Parto podalico

Non avesse provato tanto dolore, le sarebbe venuto da ridere pensando a quanto si diceva sull’argomento. Chi era già al quarto, al quinto, diceva di non accorgersene più nemmeno; sua nonna le borbottava sempre di non fare tante storie, che era stata creata per quello. Lei, sebbene fosse al terzo, come le volte precedenti era distesa a letto, fradicia di sudore e nonostante la mascella indolenzita per il digrignare di denti si era lasciata sfuggire un urlo sordo di rabbia e frustrazione. A quel suono, la porta si era socchiusa e la testa del suo compagno aveva fatto timidamente capolino: «Ti serve qualcosa? Come va?»

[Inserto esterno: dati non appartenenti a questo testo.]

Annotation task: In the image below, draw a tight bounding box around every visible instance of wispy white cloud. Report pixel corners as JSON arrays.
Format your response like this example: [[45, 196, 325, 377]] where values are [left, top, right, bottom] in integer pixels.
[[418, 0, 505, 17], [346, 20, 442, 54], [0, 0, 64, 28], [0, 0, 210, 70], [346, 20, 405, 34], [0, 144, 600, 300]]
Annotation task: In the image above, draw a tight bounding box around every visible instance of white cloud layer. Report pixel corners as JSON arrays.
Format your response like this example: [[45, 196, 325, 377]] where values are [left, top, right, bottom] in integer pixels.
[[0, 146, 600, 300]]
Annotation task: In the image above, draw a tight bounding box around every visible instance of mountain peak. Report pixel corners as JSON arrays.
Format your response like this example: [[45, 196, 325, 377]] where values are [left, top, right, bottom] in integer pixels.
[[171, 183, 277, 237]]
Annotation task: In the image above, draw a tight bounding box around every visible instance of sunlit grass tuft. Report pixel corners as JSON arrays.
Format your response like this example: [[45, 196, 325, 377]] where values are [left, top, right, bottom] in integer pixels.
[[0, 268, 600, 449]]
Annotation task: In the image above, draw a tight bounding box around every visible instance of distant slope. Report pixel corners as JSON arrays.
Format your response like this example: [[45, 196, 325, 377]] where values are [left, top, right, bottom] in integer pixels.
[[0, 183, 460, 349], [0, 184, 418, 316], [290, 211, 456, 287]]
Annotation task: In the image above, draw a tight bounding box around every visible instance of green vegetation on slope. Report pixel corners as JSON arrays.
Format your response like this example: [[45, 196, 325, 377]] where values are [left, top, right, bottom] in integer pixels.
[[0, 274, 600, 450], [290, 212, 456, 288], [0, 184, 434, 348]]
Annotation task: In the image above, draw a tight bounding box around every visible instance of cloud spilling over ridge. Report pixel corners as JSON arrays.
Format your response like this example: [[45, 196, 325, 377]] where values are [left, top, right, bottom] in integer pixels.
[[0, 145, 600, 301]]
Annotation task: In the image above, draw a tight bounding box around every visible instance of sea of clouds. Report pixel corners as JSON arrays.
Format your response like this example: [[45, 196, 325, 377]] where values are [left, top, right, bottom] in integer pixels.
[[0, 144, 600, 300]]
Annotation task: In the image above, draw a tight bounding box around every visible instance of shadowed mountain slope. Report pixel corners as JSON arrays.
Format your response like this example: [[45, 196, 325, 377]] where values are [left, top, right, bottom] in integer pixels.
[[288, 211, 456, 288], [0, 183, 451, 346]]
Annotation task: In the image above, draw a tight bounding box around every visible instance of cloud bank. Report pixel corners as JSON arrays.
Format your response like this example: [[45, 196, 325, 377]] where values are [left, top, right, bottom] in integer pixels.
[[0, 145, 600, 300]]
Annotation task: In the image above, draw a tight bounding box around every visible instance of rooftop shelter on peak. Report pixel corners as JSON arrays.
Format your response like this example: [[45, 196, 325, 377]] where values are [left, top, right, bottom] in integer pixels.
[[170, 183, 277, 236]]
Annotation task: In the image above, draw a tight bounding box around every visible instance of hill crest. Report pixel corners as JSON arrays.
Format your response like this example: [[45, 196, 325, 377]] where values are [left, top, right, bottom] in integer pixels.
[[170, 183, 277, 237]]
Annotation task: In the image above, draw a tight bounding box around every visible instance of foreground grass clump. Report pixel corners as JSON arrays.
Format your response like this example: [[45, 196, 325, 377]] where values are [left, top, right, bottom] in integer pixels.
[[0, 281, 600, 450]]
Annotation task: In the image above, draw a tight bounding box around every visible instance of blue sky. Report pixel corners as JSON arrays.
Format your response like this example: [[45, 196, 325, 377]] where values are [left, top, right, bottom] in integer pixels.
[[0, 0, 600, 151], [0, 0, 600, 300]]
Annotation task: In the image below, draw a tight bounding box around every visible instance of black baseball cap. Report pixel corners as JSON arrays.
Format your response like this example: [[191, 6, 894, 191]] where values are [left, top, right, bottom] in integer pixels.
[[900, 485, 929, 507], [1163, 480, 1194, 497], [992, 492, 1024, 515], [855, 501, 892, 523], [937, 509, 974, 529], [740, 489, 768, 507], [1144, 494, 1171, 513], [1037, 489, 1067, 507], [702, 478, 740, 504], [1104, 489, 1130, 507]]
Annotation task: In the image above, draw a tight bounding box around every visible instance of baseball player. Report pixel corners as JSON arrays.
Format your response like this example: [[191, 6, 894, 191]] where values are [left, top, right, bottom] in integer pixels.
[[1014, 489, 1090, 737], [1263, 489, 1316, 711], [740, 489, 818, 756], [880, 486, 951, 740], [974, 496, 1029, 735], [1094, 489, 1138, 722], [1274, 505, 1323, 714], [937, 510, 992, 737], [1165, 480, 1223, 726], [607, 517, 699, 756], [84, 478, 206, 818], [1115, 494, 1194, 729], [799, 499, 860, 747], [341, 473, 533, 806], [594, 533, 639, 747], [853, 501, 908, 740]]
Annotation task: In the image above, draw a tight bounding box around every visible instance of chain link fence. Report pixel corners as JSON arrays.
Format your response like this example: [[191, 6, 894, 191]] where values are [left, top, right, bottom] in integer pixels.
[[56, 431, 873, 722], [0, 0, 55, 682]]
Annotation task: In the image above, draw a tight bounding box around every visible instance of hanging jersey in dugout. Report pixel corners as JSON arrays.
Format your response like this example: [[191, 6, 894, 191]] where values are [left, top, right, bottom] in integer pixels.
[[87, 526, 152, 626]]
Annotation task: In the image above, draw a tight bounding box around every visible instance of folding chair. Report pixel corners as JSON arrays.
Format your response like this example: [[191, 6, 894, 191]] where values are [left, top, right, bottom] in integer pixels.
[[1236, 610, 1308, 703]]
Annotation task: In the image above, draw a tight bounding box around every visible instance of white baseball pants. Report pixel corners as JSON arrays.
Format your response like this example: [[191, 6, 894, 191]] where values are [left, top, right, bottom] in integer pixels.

«Vattene! È colpa tua se sono in queste condizioni!»
Le era uscito tutto in un sibilo, come una pallina di carta lanciata dalla canna di una biro svuotata. Lui era entrato lo stesso portando un bicchiere d’acqua con due cubetti di ghiaccio, come piaceva a lei.
«Sei sicura di non volere nessuno? E se fosse una situazione podalica come la volta scorsa?»
«Non è vero! Sta per uscire, me lo sento!»
«Davvero pensi che sia colpa mia?»
«Ma no! Sai anche tu che sono cose che si dicono quando arrivi al termine».
Lui si era concesso un sorriso.
«Non volevo bocciare il finale che avevi scelto. Non l’avessi fatto non saresti in queste condizioni».
Lei aveva le mani incatenate alla tastiera del pc, ipnotizzata dall’andare e venire del cursore appena dopo la parola “epilogo”.
«No, avevi ragione tu. Mi spieghi perché mi capita sempre di bloccarmi a fine romanzo nel bel mezzo dell’estate?»
Aveva cambiato posizione del pc ormai surriscaldato; le gambe erano in fiamme.
«Dimmi solo che andrà tutto bene».
Già sulla porta le aveva acceso il ventilatore.
«Andrà alla grande! Assomiglierà tutto a te e sarà stupendo».